Написал, но не отправлял. Все ждал чего-то. Господь ли смилостивился, услыша молитвы о спасении души, Матерь ли Божия заступила пред Господом, сжалившись над жаркими молитвами Дарьи Михайловны, кои та читала пред Ее иконою, но чудо свершилось. В один из дней смог Александр Данилович подняться с постели и дойти до отворенного оконца.
Небо синее, чистое, осеннее. Двор порыжел от опавших листьев. Воздух свеж.
По двору куры, гуси ходят, девки дворовые в красных сарафанах бегают, старый кучер, щурясь на солнце, сбрую на лошадь надевает. И почуял нутром Александр Данилович, даровал ему Господь время пожить на земле.
К чему-то надобно то было.
Так и остались неотправленные письма, писанные под его диктовку.
Не до них стало.
Покуда болел светлейший, император со всем двором переехали в Петергоф.
Там охота, балы. Веселилась молодежь.
«Монарх, — пишет Лефорт 15 июля, — повелевает как властелин и делает что хочет».
Остерман, наставник Петра, не мешал веселиться молодому сообществу и сумел даже приобрести особенное расположение сестры царя, в которой распознал удобное оружие воздействия на монарха.

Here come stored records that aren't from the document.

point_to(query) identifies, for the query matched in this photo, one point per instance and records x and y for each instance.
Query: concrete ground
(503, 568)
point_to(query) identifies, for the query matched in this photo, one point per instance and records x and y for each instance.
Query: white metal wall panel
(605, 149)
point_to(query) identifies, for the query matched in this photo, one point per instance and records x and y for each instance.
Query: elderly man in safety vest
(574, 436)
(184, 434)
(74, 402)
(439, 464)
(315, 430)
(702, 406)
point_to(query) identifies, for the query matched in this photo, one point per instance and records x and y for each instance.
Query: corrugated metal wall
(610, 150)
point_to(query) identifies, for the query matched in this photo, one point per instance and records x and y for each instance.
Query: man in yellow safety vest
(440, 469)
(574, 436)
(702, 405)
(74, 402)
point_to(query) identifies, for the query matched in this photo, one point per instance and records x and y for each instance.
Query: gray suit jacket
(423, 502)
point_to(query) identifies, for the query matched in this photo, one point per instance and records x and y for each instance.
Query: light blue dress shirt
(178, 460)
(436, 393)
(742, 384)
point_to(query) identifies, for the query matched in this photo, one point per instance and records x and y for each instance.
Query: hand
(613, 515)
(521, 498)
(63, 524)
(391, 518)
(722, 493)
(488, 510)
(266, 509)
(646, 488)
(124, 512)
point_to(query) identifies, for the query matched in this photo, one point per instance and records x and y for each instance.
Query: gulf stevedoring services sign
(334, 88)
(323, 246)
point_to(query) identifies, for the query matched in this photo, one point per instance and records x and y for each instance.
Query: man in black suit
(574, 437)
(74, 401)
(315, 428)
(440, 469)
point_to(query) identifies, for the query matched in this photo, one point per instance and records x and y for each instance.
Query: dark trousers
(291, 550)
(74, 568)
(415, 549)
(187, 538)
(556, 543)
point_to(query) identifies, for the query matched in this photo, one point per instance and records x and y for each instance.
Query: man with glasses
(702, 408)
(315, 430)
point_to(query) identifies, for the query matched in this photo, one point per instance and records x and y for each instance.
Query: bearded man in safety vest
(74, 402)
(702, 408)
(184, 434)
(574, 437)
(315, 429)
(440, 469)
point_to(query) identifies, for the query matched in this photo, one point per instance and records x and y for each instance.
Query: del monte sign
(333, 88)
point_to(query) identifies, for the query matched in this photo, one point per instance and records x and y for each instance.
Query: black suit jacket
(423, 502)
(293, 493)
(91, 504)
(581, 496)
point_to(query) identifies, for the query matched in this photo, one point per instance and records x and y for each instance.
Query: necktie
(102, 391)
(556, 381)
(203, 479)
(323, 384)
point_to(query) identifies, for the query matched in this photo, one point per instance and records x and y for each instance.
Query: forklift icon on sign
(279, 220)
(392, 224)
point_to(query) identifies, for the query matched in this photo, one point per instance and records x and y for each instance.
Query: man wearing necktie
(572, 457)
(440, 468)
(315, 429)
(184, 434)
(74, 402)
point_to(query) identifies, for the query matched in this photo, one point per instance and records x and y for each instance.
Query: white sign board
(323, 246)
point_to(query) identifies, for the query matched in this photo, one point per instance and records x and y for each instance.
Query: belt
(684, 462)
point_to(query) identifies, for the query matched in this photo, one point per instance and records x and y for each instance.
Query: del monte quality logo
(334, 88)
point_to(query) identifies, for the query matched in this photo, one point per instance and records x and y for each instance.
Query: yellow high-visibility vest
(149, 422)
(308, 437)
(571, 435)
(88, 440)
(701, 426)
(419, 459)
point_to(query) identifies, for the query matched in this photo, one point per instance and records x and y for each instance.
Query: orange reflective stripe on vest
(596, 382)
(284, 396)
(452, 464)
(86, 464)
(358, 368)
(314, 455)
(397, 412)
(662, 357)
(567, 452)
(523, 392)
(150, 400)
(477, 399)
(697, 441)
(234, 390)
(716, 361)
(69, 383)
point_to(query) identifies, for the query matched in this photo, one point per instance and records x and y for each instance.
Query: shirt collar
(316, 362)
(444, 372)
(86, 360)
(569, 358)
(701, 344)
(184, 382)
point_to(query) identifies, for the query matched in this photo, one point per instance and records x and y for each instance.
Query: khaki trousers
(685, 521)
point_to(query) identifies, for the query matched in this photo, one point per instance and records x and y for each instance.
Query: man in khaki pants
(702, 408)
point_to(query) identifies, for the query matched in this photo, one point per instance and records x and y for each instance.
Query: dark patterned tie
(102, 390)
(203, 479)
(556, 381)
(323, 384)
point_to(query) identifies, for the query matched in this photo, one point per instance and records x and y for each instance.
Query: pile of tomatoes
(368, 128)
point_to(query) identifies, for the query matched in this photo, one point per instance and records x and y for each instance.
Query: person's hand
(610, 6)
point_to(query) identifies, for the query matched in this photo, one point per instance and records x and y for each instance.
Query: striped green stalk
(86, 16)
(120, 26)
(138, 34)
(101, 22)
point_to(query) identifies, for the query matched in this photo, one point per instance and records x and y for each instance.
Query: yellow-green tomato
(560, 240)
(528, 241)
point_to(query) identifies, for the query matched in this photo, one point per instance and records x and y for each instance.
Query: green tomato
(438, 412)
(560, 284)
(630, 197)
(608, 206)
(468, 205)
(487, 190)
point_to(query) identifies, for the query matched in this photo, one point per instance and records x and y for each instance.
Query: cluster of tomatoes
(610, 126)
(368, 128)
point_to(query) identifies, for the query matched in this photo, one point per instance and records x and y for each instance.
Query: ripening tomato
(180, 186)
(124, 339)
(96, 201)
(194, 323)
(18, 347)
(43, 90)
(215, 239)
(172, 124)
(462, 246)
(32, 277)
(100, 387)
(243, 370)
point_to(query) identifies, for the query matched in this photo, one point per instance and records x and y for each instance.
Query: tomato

«Почти невероятно, — сообщал Мардефельд своему королю, — как быстро из месяца в месяц растет император: он достиг уже среднего роста взрослого человека, и притом такого сильного телосложения, что наверное достигнет роста покойного своего деда. И в этом сильном теле уже очень рано сказались сильные страсти».
Прусский посланник подметил то, что давно подмечали другие: Петр был влюблен в цесаревну Елизавету.
«Страсть царя к принцессе Елизавете, — спешил известить свой двор Маньян, — не удалось заглушить, как думали раньше; напротив, она дошла до того, что причиняет теперь действительно министерству очень сильное беспокойство. Царь до того всецело отдался своей склонности и желаниям своим, что не мало кажется затруднений, каким путем предупредить последствия подобной страсти, и хотя этому молодому государю всего двенадцать лет, тем не менее Остерман заметил, что большой риск оставлять его наедине с принцессой Елизаветой и в этом отношении безусловно необходимо иметь постоянный надзор за ними».
Цесаревна, барон Остерман и великая княжна Цаталья составляли теперь триумвират, не всегда исполняющий внушения Меншикова.
Меншиков же, почувствовав выздоровление, и не думал об опасностях. Он отправился в свой любимый загородный дворец в Ораниенбаум, где была кончена постройка домовой церкви.
Александр Данилович почувствовал свою силу и… допустил ошибку. Вместо того, чтобы представиться императору и лично пригласить его на церемонию освящения храма, светлейший князь послал приглашение с нарочным.
Узнав о том, Иван Долгорукий сказал государю:
— Не я ли вам говорил о дерзости властолюбца.
Петр II не принял приглашения, сославшись на нездоровье. Всего же более разгневало его то, что Меншиков не счел нужным пригласить на освящение храма цесаревну Елизавету Петровну.
В день именин великой княжны Натальи Алексеевны светлейший князь мог увидеть, что отношение к нему императора вновь резко переменилось. Петр II не ответил на его приветствие и повернулся к нему спиной, когда Меншиков попытался заговорить с ним.